On 03/18/2014 09:00 AM, Alfredo Pironti wrote:
I have done some preliminary work on password managers that rely on
OpenPGP (gpg, in fact) to encrypt the passwords. Unsurprisingly, it
turns out that compressing the password before encrypting it leaks much
of the password entropy, making dictionary attacks significantly easier
to mount. (In my preliminary experiments I used a password dictionary
containing about 4 million passwords. If the attacker knows the original
password length and its compressed length, then for some combinations of
the two the candidate dictionary entries can reduce to as few as some
hundreds.)
I wonder why the additional piece of information is available, which is
that both the length of the original password and the length of the
compressed one is available from a ciphertext that is an encrypted password.

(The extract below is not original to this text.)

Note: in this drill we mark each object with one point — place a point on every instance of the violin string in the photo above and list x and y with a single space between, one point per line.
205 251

Wouldn't only one of these sizes be provided through the size of the
ciphertext?
When you build a dictionary with 4 million passwords, you can index it
by the password length or by password's compressed length. It's true
that OpenPGP CFB format will leak the size either of the plaintext or of
the compressed plaintext (so perhaps higher-level padding is the right
thing to do in cases like these). Narrowing down the choices by the size
of the password v.s. the size of the compressed password seems
equivalent regarding the password recovery attack.
I do see that if we can narrow down the choices by two sizes
simultaneously, this will indeed narrow down the possibilities further.
However, it's unclear how both sizes are obtained from a single ciphertext.